M. Poutine, bien sûr, peut se complaire à mettre les gouvernements européens dans une position inconfortable ou à faire fléchir son pouvoir, mais ses exigences peuvent également refléter des difficultés chez lui.
Par exemple, il pourrait ne pas être en mesure de garantir le respect de son mandat selon lequel les entreprises, dont le producteur de gaz naturel Gazprom, rapatrient 80 % des dollars et des euros qu’elles gagnent et les revendent aux banques russes.
Le problème est que “le gouvernement ne peut pas appliquer cette règle”, a déclaré Michael S. Bernstam, chercheur à la Hoover Institution de l’Université de Stanford. Les “entreprises trichent”.
“Les seules personnes auxquelles le gouvernement russe peut faire confiance sont les entreprises occidentales qui achètent du gaz naturel russe et d’autres matières premières”, a-t-il ajouté.
Outre les problèmes de change, la Russie connaît des difficultés économiques à d’autres égards.

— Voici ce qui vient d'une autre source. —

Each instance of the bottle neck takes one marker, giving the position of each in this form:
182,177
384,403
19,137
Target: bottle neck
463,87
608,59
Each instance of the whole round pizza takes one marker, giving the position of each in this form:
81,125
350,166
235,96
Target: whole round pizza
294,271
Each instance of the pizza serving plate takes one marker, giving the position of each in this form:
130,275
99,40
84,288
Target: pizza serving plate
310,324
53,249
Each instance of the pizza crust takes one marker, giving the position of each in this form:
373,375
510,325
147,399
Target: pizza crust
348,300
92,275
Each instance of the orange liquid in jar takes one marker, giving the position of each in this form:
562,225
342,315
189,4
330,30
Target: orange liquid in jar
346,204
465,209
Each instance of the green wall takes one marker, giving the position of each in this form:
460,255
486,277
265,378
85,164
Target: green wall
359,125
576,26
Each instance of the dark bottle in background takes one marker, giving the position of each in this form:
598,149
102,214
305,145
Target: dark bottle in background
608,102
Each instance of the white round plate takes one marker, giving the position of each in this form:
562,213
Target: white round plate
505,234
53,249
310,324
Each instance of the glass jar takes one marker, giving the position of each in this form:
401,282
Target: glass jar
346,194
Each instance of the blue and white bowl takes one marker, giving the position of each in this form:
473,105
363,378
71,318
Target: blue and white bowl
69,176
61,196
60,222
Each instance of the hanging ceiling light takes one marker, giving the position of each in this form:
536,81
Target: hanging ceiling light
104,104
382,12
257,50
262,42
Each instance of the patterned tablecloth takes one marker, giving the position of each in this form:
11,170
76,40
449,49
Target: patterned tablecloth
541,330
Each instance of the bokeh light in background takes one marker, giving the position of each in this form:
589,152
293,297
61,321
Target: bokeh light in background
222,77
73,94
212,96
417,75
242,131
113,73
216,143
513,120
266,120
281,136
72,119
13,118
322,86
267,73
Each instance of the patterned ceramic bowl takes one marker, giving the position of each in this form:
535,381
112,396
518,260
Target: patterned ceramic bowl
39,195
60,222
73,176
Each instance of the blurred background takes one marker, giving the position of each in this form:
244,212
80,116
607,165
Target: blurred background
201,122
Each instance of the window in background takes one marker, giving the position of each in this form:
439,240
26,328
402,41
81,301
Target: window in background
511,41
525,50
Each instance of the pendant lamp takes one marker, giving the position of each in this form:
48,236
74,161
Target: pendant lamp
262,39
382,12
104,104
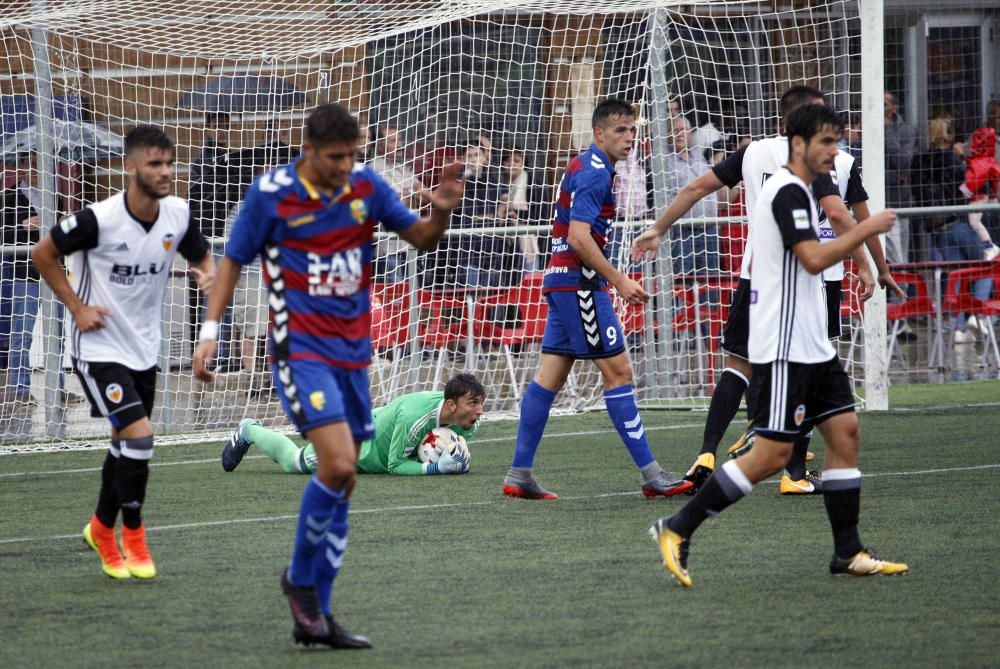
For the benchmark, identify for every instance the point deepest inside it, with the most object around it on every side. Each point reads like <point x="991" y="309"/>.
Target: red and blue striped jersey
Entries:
<point x="586" y="195"/>
<point x="317" y="252"/>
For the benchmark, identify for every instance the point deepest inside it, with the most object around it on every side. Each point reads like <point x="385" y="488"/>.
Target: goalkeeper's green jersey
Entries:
<point x="400" y="426"/>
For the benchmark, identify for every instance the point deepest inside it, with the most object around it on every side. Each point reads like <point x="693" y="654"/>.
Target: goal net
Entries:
<point x="508" y="88"/>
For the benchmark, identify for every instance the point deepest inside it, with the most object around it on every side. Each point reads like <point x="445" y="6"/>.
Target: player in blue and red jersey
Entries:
<point x="582" y="323"/>
<point x="312" y="221"/>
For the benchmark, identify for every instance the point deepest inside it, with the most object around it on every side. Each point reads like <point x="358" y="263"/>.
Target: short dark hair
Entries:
<point x="795" y="97"/>
<point x="608" y="108"/>
<point x="461" y="385"/>
<point x="147" y="136"/>
<point x="331" y="123"/>
<point x="807" y="120"/>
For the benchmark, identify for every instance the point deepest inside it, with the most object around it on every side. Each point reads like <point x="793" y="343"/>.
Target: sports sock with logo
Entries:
<point x="326" y="564"/>
<point x="315" y="516"/>
<point x="625" y="417"/>
<point x="728" y="484"/>
<point x="107" y="500"/>
<point x="842" y="498"/>
<point x="534" y="415"/>
<point x="796" y="466"/>
<point x="753" y="391"/>
<point x="131" y="478"/>
<point x="276" y="446"/>
<point x="722" y="409"/>
<point x="305" y="460"/>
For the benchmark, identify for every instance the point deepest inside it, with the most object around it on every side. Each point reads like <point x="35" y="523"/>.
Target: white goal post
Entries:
<point x="507" y="87"/>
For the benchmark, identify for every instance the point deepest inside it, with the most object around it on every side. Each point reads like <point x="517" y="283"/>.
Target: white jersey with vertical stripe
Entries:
<point x="126" y="272"/>
<point x="788" y="314"/>
<point x="847" y="178"/>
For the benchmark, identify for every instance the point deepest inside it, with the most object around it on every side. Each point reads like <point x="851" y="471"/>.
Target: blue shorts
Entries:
<point x="582" y="324"/>
<point x="314" y="394"/>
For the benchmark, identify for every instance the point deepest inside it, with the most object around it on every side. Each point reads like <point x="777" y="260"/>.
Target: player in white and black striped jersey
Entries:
<point x="120" y="252"/>
<point x="752" y="165"/>
<point x="796" y="371"/>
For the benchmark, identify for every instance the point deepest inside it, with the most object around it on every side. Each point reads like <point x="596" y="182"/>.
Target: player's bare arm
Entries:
<point x="816" y="257"/>
<point x="223" y="285"/>
<point x="586" y="248"/>
<point x="841" y="222"/>
<point x="646" y="244"/>
<point x="874" y="244"/>
<point x="425" y="234"/>
<point x="46" y="257"/>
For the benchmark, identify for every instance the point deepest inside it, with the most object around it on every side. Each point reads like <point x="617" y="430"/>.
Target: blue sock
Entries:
<point x="625" y="417"/>
<point x="315" y="514"/>
<point x="535" y="408"/>
<point x="326" y="563"/>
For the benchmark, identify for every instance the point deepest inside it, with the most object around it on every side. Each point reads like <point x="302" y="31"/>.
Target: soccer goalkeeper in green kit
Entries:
<point x="400" y="427"/>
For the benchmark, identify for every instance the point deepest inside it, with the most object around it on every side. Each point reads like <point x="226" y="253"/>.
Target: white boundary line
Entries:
<point x="449" y="505"/>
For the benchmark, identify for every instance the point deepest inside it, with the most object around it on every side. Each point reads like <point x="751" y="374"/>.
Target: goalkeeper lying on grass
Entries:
<point x="400" y="426"/>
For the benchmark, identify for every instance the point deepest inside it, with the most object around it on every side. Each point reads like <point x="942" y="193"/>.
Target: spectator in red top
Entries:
<point x="982" y="182"/>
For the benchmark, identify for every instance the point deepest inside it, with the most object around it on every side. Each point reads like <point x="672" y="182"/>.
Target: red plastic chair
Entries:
<point x="958" y="298"/>
<point x="510" y="321"/>
<point x="693" y="310"/>
<point x="442" y="326"/>
<point x="390" y="315"/>
<point x="391" y="305"/>
<point x="915" y="307"/>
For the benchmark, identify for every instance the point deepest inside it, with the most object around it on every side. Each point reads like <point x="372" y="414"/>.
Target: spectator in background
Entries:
<point x="493" y="259"/>
<point x="992" y="219"/>
<point x="633" y="190"/>
<point x="433" y="153"/>
<point x="22" y="203"/>
<point x="982" y="182"/>
<point x="389" y="161"/>
<point x="850" y="140"/>
<point x="900" y="145"/>
<point x="694" y="246"/>
<point x="209" y="193"/>
<point x="213" y="192"/>
<point x="518" y="208"/>
<point x="707" y="138"/>
<point x="938" y="176"/>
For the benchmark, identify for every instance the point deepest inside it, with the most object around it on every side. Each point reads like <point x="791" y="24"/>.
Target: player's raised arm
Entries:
<point x="841" y="222"/>
<point x="586" y="248"/>
<point x="46" y="257"/>
<point x="816" y="257"/>
<point x="874" y="244"/>
<point x="425" y="233"/>
<point x="646" y="244"/>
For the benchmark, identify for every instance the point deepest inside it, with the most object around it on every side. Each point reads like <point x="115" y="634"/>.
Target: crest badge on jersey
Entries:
<point x="114" y="393"/>
<point x="359" y="211"/>
<point x="318" y="400"/>
<point x="800" y="414"/>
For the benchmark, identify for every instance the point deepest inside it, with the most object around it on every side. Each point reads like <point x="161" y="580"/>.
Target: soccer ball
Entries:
<point x="441" y="440"/>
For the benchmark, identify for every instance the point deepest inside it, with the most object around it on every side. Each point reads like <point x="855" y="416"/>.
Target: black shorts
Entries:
<point x="833" y="298"/>
<point x="792" y="394"/>
<point x="736" y="332"/>
<point x="120" y="394"/>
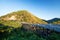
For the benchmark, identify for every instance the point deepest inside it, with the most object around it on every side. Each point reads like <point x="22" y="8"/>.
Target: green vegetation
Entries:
<point x="20" y="34"/>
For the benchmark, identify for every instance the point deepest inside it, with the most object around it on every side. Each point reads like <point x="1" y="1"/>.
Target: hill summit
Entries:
<point x="23" y="16"/>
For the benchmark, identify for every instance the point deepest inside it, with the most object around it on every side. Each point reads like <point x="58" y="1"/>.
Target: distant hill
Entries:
<point x="15" y="18"/>
<point x="54" y="21"/>
<point x="23" y="16"/>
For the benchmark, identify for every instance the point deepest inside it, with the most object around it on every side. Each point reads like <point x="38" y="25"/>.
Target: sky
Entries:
<point x="44" y="9"/>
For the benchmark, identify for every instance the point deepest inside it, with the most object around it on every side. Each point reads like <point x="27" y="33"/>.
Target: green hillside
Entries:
<point x="15" y="18"/>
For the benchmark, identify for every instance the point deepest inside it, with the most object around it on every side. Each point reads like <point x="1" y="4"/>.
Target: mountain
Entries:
<point x="23" y="16"/>
<point x="54" y="21"/>
<point x="15" y="18"/>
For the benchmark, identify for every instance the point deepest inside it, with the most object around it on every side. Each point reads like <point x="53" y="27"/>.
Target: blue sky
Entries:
<point x="44" y="9"/>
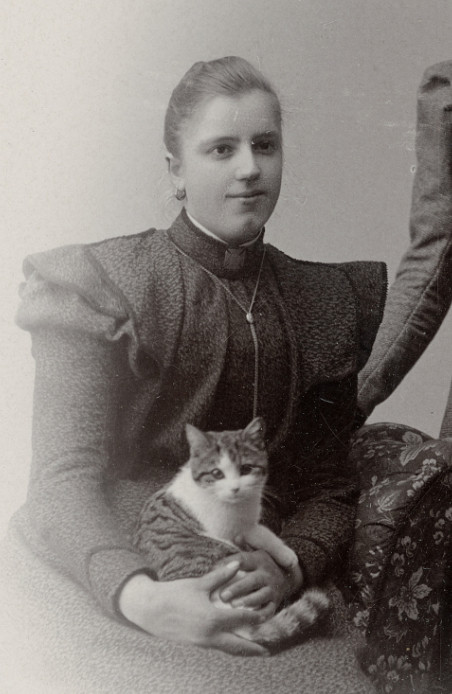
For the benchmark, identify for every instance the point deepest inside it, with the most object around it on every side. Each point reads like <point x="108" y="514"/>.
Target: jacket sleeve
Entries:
<point x="83" y="340"/>
<point x="422" y="291"/>
<point x="325" y="489"/>
<point x="324" y="485"/>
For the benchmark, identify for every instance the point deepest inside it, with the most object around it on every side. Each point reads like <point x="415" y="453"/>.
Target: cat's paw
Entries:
<point x="287" y="559"/>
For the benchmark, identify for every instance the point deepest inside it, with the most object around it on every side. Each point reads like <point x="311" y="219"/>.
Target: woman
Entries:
<point x="409" y="622"/>
<point x="202" y="323"/>
<point x="421" y="294"/>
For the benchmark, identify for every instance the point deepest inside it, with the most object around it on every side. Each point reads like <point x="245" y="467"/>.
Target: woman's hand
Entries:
<point x="264" y="582"/>
<point x="181" y="610"/>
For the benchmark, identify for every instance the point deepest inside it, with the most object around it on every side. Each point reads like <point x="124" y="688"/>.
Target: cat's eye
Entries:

Le pays est déjà confronté à une profonde récession et plusieurs analystes estiment que l’économie pourrait se contracter jusqu’à 20 % cette année. Une Sondage mondial S&P des directeurs d’achat des entreprises manufacturières russes ont enregistré de fortes baisses de la production, de l’emploi et des nouvelles commandes en mars, ainsi que de fortes hausses de prix.
En quelques semaines, M. Poutine a sapé les relations commerciales entre la Russie et les économies plus riches qui ont mis des décennies à se construire après la disparition de l’Union soviétique. Selon une estimation, certains 500 entreprises étrangères ont retiré des participations en Russie, réduit leurs opérations et leurs investissements, ou se sont engagés à le faire.
“La Russie n’a pas les capacités de reproduire sur son territoire la technologie qu’elle aurait autrement acquise à l’étranger”, selon une analyse de Capital Economics, un groupe de recherche basé à Londres. Ce n’est pas un bon signe pour augmenter la productivité, qui même avant la guerre, n’était que de 35 à 40 % de celle des États-Unis.
Le résultat est que, quelle que soit la fin de la guerre en Ukraine, la Russie sera plus isolée économiquement qu’elle ne l’a été depuis des décennies, ce qui réduira son influence actuelle sur l’économie mondiale ainsi que sur ses propres perspectives économiques.